Entre os estudantes de medicina, os valores baixos são desvalorizados com base em três argumentos: a PNA é uma prova de seriação e não de avaliação. Serve para ordenar os estudantes que, da nota mais alta para a mais baixa, têm prioridade na escolha das vagas que abrem na formação da especialidade (internato médico). Em segundo lugar, quando fazem a PNA já fizeram os seis anos de formação médica numa universidade e têm todos os requisitos para poderem seguir em frente com a sua formação. Por último, depois de feita a PNA, e antes da especialidade, fazem um ano de internato de formação geral, ganhando experiência.

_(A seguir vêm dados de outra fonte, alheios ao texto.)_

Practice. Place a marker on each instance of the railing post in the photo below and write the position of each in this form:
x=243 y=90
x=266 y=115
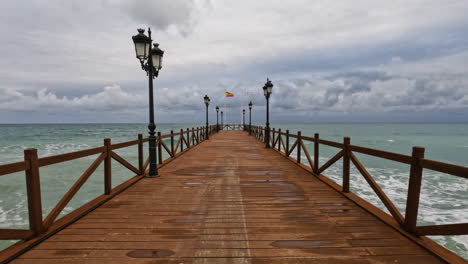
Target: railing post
x=172 y=143
x=346 y=142
x=188 y=137
x=181 y=140
x=298 y=146
x=273 y=139
x=316 y=153
x=279 y=141
x=193 y=136
x=108 y=167
x=33 y=187
x=414 y=190
x=159 y=148
x=140 y=154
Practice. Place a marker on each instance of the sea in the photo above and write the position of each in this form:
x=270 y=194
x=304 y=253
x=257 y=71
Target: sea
x=444 y=198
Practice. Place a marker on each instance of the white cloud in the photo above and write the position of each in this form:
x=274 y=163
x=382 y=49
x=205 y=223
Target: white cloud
x=110 y=98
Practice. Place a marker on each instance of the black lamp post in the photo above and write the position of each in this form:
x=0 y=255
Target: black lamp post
x=243 y=118
x=151 y=62
x=250 y=118
x=207 y=103
x=217 y=114
x=267 y=88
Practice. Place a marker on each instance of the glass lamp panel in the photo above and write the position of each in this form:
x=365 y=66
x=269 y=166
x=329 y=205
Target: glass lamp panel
x=156 y=61
x=141 y=50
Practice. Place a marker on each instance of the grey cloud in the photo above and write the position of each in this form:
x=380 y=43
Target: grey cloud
x=165 y=13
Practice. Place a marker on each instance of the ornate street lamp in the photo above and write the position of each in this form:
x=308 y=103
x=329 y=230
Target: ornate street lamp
x=217 y=114
x=243 y=118
x=250 y=118
x=151 y=62
x=207 y=103
x=222 y=122
x=267 y=88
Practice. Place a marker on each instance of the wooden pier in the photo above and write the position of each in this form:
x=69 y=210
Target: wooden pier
x=227 y=200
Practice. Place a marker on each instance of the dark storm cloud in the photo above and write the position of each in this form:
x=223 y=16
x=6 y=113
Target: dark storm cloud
x=368 y=59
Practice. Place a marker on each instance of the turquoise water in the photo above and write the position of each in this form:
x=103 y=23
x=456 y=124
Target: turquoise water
x=444 y=198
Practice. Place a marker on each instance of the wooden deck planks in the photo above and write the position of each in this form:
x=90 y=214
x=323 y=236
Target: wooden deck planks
x=229 y=200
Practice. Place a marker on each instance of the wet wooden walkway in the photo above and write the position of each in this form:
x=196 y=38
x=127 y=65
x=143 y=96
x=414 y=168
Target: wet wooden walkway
x=229 y=200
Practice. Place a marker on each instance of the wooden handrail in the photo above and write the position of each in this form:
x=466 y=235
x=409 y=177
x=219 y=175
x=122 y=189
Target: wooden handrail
x=14 y=167
x=69 y=156
x=330 y=162
x=32 y=163
x=417 y=162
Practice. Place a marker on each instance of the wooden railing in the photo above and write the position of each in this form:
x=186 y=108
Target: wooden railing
x=232 y=127
x=280 y=141
x=31 y=164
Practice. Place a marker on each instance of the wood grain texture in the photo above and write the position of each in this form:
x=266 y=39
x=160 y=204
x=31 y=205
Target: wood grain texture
x=230 y=200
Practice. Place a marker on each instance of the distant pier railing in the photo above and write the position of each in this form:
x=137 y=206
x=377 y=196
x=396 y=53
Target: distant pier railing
x=186 y=139
x=284 y=142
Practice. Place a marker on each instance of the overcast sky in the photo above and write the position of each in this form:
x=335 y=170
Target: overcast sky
x=329 y=61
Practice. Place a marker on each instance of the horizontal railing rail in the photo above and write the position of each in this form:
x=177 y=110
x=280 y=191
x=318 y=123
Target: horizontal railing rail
x=346 y=152
x=31 y=165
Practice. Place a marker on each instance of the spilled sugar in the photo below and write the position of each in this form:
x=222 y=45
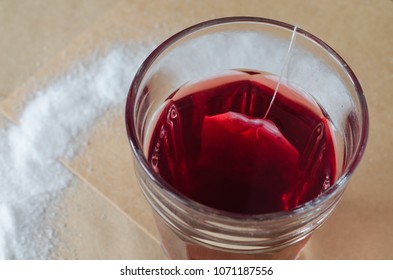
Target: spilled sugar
x=32 y=178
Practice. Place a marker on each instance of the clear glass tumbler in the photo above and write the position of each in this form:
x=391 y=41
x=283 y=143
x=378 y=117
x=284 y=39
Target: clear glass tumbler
x=190 y=230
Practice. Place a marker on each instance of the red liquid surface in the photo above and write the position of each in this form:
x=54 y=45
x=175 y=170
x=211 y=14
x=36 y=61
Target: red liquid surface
x=212 y=144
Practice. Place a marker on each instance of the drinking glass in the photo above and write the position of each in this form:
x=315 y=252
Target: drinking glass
x=190 y=230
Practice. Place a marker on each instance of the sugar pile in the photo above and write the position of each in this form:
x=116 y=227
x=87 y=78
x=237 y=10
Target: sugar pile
x=31 y=177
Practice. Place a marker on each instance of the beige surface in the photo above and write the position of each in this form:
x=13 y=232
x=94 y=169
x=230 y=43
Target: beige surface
x=361 y=31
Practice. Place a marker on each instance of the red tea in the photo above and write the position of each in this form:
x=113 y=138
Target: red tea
x=213 y=144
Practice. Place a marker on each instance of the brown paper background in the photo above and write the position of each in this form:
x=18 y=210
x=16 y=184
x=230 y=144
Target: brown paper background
x=104 y=215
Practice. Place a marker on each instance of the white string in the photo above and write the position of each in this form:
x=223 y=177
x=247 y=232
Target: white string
x=290 y=47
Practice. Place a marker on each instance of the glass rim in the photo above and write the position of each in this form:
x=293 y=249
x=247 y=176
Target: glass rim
x=175 y=195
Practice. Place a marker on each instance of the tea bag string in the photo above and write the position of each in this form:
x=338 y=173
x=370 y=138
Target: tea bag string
x=283 y=69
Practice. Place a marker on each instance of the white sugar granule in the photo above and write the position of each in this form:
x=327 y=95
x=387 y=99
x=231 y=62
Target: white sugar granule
x=31 y=177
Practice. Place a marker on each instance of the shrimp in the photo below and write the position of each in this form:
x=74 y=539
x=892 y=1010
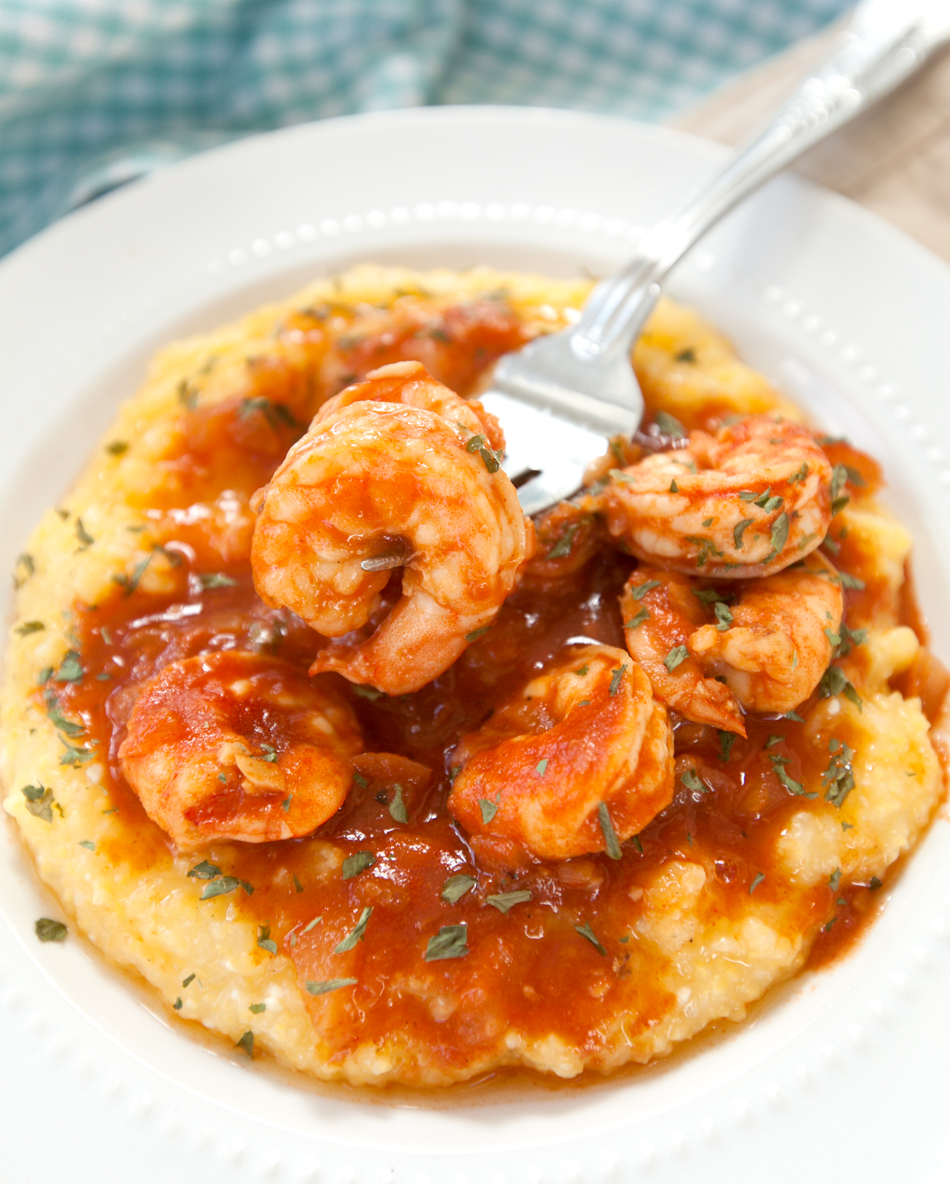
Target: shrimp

No passado, quando era o exame Harrison a vigorar, chegou a haver nota mínima. Abaixo de 50 valores (em 100), os estudantes ficavam impedidos de seguir para o internato. A prova, que tinha como bibliografia única o livro com o nome do cardiologista Tinsley Harrison, obrigava, acima de tudo, à memorização. A PNA é uma prova que obriga ao raciocínio clínico.

PUB • CONTINUE A LER A SEGUIR

Essa nota mínima deveria regressar? Valentim Lourenço, que fala em nome próprio, e não enquanto presidente do Conselho Regional do Sul da Ordem dos Médicos, acredita que sim e afirma que “ter 19 pontos numa prova que vale 150 é miserável”, já que respondendo a perguntas aleatoriamente num teste há estudos que demonstram que se consegue ter cerca de 30%.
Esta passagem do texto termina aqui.